Le journaliste Hamid El Mahdaoui, directeur de publication du site Badil, a été condamné par le tribunal de première instance de Rabat à une peine d’un an et demi de prison ferme, assortie d’une amende de 1,5 million de dirhams (environ 150 000 euros). Ce verdict survient dans le cadre d’un procès en diffamation intenté par le ministre de la Justice, Abdellatif Ouahbi, et suscite une vague de réactions parmi les défenseurs de la liberté d’expression au Maroc.
L’affaire trouve ses racines dans une série d’articles et de vidéos d’El Mahdaoui, qui a souvent dénoncé la gestion des autorités marocaines face aux mouvements de protestation.

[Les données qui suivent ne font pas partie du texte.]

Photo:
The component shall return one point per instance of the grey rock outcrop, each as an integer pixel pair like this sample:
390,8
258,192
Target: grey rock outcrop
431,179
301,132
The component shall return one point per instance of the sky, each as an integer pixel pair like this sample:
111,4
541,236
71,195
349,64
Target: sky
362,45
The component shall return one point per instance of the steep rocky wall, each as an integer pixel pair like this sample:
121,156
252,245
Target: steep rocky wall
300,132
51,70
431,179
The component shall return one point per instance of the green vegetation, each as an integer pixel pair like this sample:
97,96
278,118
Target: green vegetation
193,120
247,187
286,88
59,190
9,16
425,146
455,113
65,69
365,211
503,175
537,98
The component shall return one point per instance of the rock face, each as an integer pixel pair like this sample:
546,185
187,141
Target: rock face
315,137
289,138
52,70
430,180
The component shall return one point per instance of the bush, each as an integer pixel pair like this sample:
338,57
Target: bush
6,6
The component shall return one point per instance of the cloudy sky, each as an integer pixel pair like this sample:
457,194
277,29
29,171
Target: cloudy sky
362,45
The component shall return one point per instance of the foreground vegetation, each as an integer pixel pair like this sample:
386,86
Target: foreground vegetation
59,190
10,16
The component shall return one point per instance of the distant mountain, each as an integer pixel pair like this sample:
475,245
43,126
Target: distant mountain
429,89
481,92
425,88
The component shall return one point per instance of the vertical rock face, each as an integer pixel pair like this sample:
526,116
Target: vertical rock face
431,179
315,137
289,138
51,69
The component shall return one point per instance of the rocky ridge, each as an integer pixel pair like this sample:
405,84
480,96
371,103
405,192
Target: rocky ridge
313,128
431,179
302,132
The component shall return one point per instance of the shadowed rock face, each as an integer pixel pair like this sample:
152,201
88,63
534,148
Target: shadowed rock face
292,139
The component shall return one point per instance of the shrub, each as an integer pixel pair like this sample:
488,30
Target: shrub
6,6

Déjà en 2017, le journaliste avait écopé d’une peine de trois ans de prison après avoir été accusé d’incitation à manifester et de non-dénonciation d’une menace contre la sécurité de l’État. Cette condamnation reposait sur un appel téléphonique avec un Marocain résidant à l’étranger, qui, en plein échange sur la gestion des manifestations, avait fait allusion à l’idée de « faire entrer un char au Maroc ». Bien que cette affirmation ait été perçue par certains comme une simple exagération dans un contexte de colère, elle a servi de fondement à une lourde condamnation judiciaire pour El Mahdaoui.
Dans l’affaire actuelle, l’avocat du ministre de la Justice a réclamé une compensation financière de 10 millions de dirhams et la peine d’emprisonnement maximale contre El Mahdaoui. En outre, il a demandé que les revenus générés par la chaîne YouTube du journaliste soient audités, avec la conversion de ces bénéfices en dirhams et leur redistribution à des associations caritatives pour les épisodes liés à Ouahbi.
La liberté de la presse fragilisée
Pour de nombreux observateurs, cette nouvelle condamnation témoigne de la précarité de la liberté d’expression au Maroc. Les pressions exercées sur les journalistes qui abordent des sujets sensibles, ainsi que les sanctions judiciaires à leur encontre, créent un climat difficile pour ceux qui cherchent à informer ou à critiquer certaines politiques publiques. Au lieu d’assurer un environnement propice à la libre circulation de l’information, la législation actuelle semble davantage protéger les représentants officiels que les journalistes. Cette tendance incite nombre d’entre eux à la prudence, voire à l’autocensure, pour éviter des poursuites potentielles.
Une justice perçue comme un outil de dissuasion
L’Instance marocaine de soutien aux détenus politiques a qualifié ce procès d’« acte d’intimidation » envers le journaliste et son site d’information. De leur point de vue, cette condamnation s’inscrit dans une série de mesures visant à étouffer la liberté d’expression. Les précédents judiciaires, comme la condamnation d’El Mahdaoui pour sa conversation avec un expatrié exprimant son mécontentement, illustrent ce qu’ils perçoivent comme une volonté d’encadrer étroitement les débats publics.
La condamnation de Hamid El Mahdaoui relance le débat autour des droits des journalistes au Maroc et des garanties légales manquantes pour ceux qui abordent des sujets sensibles. Nombreux sont ceux qui se demandent aujourd’hui si la liberté de la presse peut être effectivement assurée dans le pays.